Podcast #1: I've been having good luck recently listening to my Radio 4 Today program podcasts on the train in to work. Yesterday morning I caught the interview with Naomi Klein, author of the new book The Shock Doctrine: The Rise of Disaster Capitalism. This essay from The Nation back in April 2005 seems to offer a nice slice of the book -- although the book itself apparently also uses the debacle of post-Katrina reconstruction as an example.
The criticism I heard about her approach was that it seemed heavily American in focus... which is to say that what she may be trying to chart as a several-decade phenomenon may be a peculiarly Bush-fils era that Ms. Klein may be trying to extrapolate too hard onto the rest of the world.
While I have yet to read the book it seems to be similar in angle as David Rieff's A Bed for the Night: Humanitarianism in Crisis. Rieff's principle tenet is that humanitarian organizations are themselves a sign of failure -- largely a failure of governmental organizations whether individually or in concert to contain and respond to crises of whatever forms.
Podcast #2: This morning's podcast focused on supermarket chain, Tesco's £25 million donation to the University of Manchester to establish a 'Sustainable Consumption Institute'. I'm a little surprised at how skeptical the interviewer on the 'Today' programme was in her questioning of the Tesco rep. (And I apologize for not remembering their respective names.) I will say that whatever-his-name-was was schlick as heck... he did a fine job of not responding to barbed and loaded questions and re-directing everything with some nice bits of rhetorical aikido.

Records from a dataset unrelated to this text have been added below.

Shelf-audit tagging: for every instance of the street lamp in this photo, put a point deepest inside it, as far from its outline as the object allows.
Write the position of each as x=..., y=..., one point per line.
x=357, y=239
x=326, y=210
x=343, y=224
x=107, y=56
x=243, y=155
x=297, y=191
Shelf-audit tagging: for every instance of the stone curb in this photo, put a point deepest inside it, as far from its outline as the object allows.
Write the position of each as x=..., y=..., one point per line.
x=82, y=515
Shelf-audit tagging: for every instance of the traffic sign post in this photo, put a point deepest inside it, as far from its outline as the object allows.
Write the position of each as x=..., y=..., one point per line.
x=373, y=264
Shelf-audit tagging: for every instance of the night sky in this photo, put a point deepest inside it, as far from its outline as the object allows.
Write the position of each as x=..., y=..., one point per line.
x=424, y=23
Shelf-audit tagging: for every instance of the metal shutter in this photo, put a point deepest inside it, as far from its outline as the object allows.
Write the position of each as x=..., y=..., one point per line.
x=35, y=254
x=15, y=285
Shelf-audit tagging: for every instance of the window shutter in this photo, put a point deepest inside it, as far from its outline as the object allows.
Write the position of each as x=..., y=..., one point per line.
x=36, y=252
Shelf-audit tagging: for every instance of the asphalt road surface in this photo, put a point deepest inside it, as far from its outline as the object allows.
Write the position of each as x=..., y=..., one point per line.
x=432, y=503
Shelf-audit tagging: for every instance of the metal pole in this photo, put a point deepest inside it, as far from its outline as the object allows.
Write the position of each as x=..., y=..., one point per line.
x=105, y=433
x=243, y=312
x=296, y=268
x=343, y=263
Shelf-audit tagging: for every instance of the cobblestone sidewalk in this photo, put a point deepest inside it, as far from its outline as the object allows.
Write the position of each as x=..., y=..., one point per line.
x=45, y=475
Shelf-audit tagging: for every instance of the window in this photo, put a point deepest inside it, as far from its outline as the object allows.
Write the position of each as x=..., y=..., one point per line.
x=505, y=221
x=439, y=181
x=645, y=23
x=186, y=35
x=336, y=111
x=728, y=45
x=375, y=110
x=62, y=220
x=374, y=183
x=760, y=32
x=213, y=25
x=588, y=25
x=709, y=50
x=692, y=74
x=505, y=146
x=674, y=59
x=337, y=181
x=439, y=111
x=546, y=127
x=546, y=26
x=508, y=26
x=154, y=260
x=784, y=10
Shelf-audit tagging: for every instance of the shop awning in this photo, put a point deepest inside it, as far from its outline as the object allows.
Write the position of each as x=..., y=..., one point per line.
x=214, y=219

But it seems, from reading more subsequently, that more folks than just Christian Aid think Tesco is manipulating the whole situation in a classic case of green-washing. I have a few questions. I haven't lived in Britain for long enough that I don't know if this analogy fully translates: but if I shop at Whole Foods already, does a £25 million donation to higher education make me switch from shopping there to Tesco (or Wal-Mart)? If I do shop occasionally at Tesco, do I just feel less guilty about it?
Now, Tesco is certainly not a 1% for the Planet business. And we can safely assume that £25 million is probably a drop in their corporate profit ocean, but that's still a sizeable donation for any institution of higher education to receive... and hey, if they invest it in a sustainable fashion, it's research that might otherwise not have been done.